Kestrel (NREL)¶

The Kestrel cluster is an HPE Cray system with Intel Xeon Sapphire Rapids CPU nodes (104 cores) and NVIDIA H100 GPUs (4 per node).

Note

Kestrel has separate login nodes for GPU work. Access GPU login nodes via kestrel-gpu.hpc.nrel.gov. GPU jobs should only be submitted from GPU login nodes.

Building

GNU Make (CPU)

# Reset to default environment
module restore

# Build with Cray compilers
cd ${ERF_HOME}/Exec
make realclean
make -j COMP=cray

GNU Make (GPU)

# Load GPU modules
module purge
module load PrgEnv-gnu/8.5.0
module load cuda/12.3
module load craype-x86-milan

# Build
cd ${ERF_HOME}/Exec
make realclean
make -j COMP=gnu USE_CUDA=TRUE

CMake (GPU)

# Load GPU modules
module purge
module load PrgEnv-gnu/8.5.0
module load cuda/12.3
module load craype-x86-milan

# Configure and build
mkdir build && cd build
cmake -DCMAKE_BUILD_TYPE=Release \
      -DERF_ENABLE_MPI=ON \
      -DERF_ENABLE_CUDA=ON \
      ..
make -j

Warning

System updates on Kestrel periodically change required modules. Verify current module names with module avail before building.

Memory Allocation

Kestrel allows partial node allocations. For memory-intensive operations (e.g., CUDA compilation):

# Option 1: Request exclusive node access
#SBATCH --exclusive

# Option 2: Request specific memory
#SBATCH --mem=240G
# or
#SBATCH --mem-per-cpu=2G

Without these flags, CUDA compilation may fail due to insufficient memory.

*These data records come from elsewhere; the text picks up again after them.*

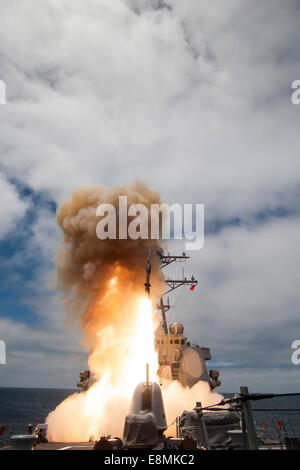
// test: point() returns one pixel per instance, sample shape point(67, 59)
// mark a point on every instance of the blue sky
point(192, 97)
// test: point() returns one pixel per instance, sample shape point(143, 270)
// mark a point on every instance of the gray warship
point(227, 425)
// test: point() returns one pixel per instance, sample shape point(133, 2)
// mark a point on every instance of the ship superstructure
point(178, 358)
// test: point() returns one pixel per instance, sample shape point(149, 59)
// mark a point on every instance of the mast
point(167, 259)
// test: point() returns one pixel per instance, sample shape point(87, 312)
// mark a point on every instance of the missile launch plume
point(89, 268)
point(102, 282)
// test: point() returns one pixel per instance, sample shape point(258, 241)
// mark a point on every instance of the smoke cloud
point(89, 268)
point(103, 289)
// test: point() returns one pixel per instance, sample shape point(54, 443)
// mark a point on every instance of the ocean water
point(21, 406)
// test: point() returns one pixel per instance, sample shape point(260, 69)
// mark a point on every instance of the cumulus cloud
point(12, 208)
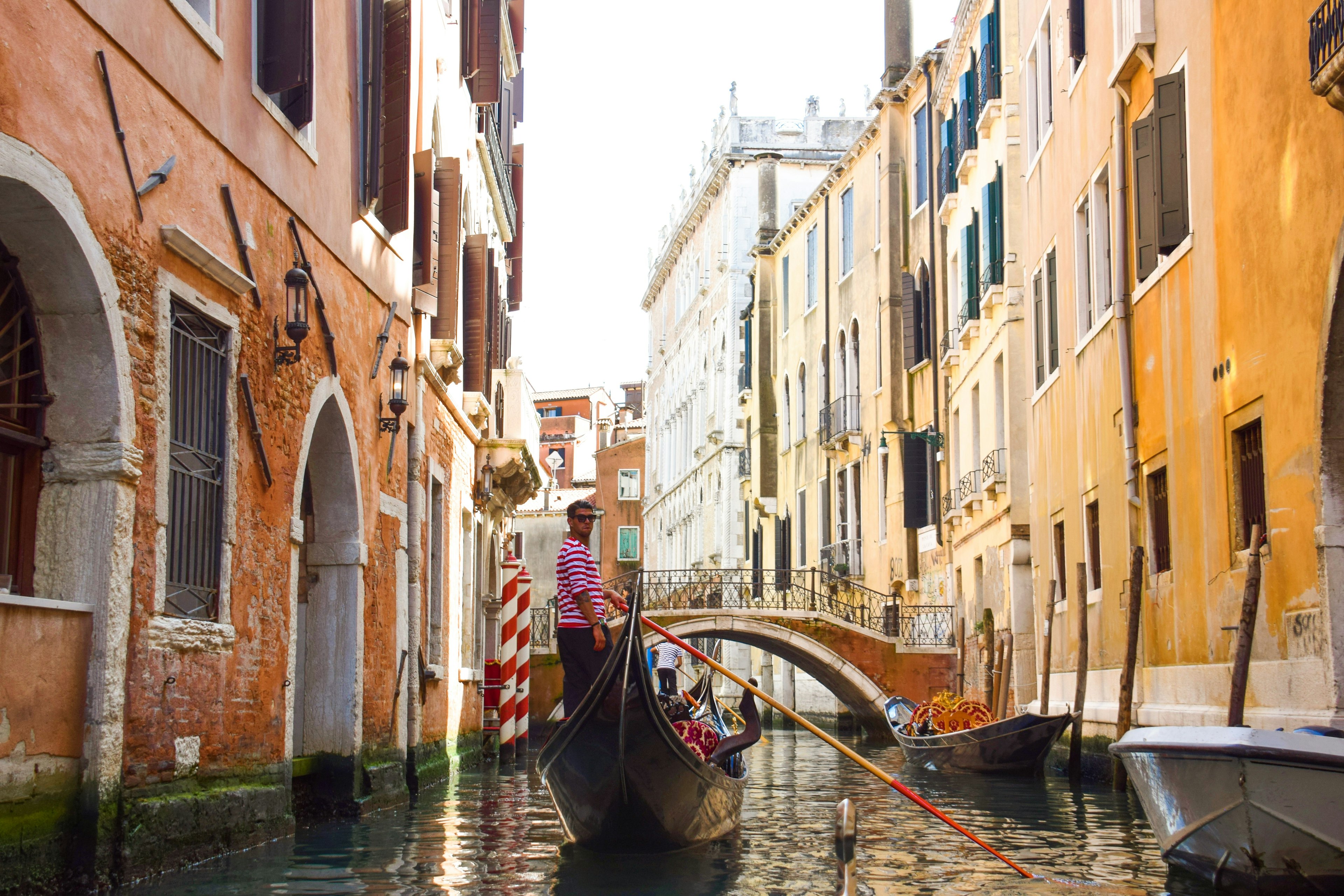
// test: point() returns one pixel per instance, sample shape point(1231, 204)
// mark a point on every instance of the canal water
point(494, 832)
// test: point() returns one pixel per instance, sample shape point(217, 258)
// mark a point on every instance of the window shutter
point(1077, 30)
point(425, 249)
point(1146, 199)
point(515, 249)
point(448, 183)
point(488, 78)
point(1053, 301)
point(286, 45)
point(394, 194)
point(915, 471)
point(474, 312)
point(909, 323)
point(1170, 151)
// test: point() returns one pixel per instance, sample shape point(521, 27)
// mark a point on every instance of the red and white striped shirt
point(576, 572)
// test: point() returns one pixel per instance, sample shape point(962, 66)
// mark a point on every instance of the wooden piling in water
point(1076, 738)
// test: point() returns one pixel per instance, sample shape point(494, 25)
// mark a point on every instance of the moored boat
point(623, 778)
point(1252, 811)
point(1010, 746)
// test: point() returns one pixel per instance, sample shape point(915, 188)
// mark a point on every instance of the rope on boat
point(867, 766)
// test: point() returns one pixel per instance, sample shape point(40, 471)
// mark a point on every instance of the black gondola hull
point(1010, 746)
point(644, 792)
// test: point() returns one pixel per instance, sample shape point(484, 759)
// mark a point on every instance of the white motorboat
point(1252, 811)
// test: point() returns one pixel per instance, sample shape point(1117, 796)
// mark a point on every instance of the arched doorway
point(70, 469)
point(328, 618)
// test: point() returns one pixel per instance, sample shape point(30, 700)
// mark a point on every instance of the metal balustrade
point(788, 590)
point(840, 418)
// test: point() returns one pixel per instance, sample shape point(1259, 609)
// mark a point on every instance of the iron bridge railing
point(788, 590)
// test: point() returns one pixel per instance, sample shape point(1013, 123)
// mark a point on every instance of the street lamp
point(296, 315)
point(397, 404)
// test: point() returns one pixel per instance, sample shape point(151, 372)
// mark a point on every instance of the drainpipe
point(1120, 276)
point(933, 299)
point(414, 515)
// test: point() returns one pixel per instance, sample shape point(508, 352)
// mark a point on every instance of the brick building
point(234, 565)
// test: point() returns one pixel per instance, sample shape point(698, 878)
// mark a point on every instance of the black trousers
point(581, 663)
point(667, 681)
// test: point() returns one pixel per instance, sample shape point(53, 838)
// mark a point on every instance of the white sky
point(620, 96)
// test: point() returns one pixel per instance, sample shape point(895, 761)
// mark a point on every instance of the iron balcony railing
point(503, 182)
point(952, 500)
point(969, 484)
point(969, 312)
point(994, 273)
point(995, 465)
point(788, 590)
point(988, 81)
point(840, 418)
point(1327, 34)
point(542, 625)
point(843, 558)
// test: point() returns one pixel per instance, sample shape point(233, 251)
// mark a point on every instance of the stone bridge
point(861, 645)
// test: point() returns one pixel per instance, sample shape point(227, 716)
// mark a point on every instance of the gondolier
point(582, 636)
point(670, 660)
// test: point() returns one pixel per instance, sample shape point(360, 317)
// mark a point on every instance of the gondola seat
point(699, 737)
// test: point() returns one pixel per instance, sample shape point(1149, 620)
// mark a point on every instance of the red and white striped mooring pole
point(509, 648)
point(522, 671)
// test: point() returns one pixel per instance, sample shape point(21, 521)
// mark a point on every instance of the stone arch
point(89, 469)
point(1331, 502)
point(328, 633)
point(836, 675)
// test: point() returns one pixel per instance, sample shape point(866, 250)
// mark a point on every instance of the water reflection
point(498, 833)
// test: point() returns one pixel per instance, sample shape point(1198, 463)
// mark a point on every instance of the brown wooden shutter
point(515, 25)
point(286, 45)
point(909, 323)
point(515, 249)
point(486, 84)
point(425, 250)
point(1146, 194)
point(448, 183)
point(1170, 151)
point(475, 282)
point(396, 194)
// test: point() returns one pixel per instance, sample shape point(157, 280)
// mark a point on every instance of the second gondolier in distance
point(581, 600)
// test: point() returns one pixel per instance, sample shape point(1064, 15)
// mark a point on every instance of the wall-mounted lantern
point(296, 314)
point(397, 404)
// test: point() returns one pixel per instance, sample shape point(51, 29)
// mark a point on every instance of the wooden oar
point(867, 766)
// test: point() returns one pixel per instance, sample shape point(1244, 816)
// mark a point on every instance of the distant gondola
point(622, 777)
point(1011, 746)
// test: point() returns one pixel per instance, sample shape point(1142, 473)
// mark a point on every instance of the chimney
point(899, 48)
point(768, 197)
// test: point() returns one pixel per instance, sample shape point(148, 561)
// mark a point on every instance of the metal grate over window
point(197, 465)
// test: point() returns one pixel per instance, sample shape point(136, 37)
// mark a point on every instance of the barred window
point(197, 464)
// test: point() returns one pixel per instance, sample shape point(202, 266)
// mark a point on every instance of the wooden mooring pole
point(1124, 714)
point(1245, 632)
point(1045, 648)
point(1076, 738)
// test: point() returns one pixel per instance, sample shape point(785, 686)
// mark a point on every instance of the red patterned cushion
point(698, 737)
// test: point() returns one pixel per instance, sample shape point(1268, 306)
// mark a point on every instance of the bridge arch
point(847, 681)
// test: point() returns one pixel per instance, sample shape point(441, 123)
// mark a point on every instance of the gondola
point(1010, 746)
point(620, 776)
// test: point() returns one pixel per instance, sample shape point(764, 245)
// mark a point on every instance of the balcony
point(994, 472)
point(1327, 38)
point(839, 421)
point(969, 488)
point(843, 558)
point(952, 504)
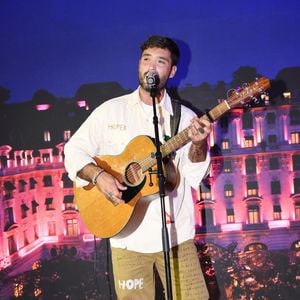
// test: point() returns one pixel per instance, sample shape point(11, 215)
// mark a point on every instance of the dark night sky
point(58, 45)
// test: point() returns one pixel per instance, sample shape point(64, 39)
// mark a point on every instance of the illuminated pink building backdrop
point(251, 197)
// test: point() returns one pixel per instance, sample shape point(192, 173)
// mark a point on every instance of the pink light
point(279, 224)
point(49, 239)
point(81, 103)
point(88, 237)
point(231, 227)
point(40, 107)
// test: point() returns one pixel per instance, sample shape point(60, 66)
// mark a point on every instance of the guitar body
point(101, 216)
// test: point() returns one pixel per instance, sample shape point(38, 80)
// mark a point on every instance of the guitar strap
point(175, 119)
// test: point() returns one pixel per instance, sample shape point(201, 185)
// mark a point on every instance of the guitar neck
point(239, 97)
point(182, 137)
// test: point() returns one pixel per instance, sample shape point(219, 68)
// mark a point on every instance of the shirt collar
point(165, 102)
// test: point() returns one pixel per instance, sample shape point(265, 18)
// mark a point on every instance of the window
point(72, 227)
point(47, 180)
point(297, 185)
point(205, 191)
point(8, 217)
point(297, 211)
point(49, 204)
point(275, 187)
point(274, 163)
point(46, 157)
point(228, 190)
point(12, 246)
point(277, 212)
point(252, 188)
point(227, 166)
point(26, 242)
point(24, 209)
point(67, 182)
point(32, 183)
point(253, 214)
point(230, 215)
point(271, 118)
point(296, 162)
point(34, 206)
point(247, 120)
point(51, 228)
point(272, 139)
point(36, 234)
point(223, 121)
point(22, 184)
point(250, 165)
point(294, 117)
point(47, 136)
point(68, 202)
point(207, 217)
point(249, 141)
point(67, 135)
point(8, 190)
point(295, 137)
point(225, 144)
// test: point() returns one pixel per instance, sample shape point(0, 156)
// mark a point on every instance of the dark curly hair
point(163, 43)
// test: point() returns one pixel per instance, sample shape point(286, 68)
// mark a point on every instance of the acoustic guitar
point(137, 170)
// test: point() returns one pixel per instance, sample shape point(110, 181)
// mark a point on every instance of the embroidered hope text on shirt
point(117, 126)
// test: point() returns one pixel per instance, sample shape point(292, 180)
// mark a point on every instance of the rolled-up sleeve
point(81, 148)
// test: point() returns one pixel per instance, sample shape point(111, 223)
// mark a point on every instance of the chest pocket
point(116, 138)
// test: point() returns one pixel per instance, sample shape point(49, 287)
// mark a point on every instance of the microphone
point(152, 79)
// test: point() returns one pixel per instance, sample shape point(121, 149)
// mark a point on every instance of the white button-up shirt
point(107, 131)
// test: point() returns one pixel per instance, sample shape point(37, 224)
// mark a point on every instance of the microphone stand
point(161, 182)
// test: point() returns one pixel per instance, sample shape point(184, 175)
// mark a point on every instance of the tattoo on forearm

Performance and Cost Considerations

GPU node hours on Kestrel are charged at 10× the rate of CPU node hours. Understanding performance trade-offs is essential for efficient use of allocations.

Typical Performance Characteristics:

GPU nodes (4× H100): 10-20× faster than CPU nodes (96-104 cores)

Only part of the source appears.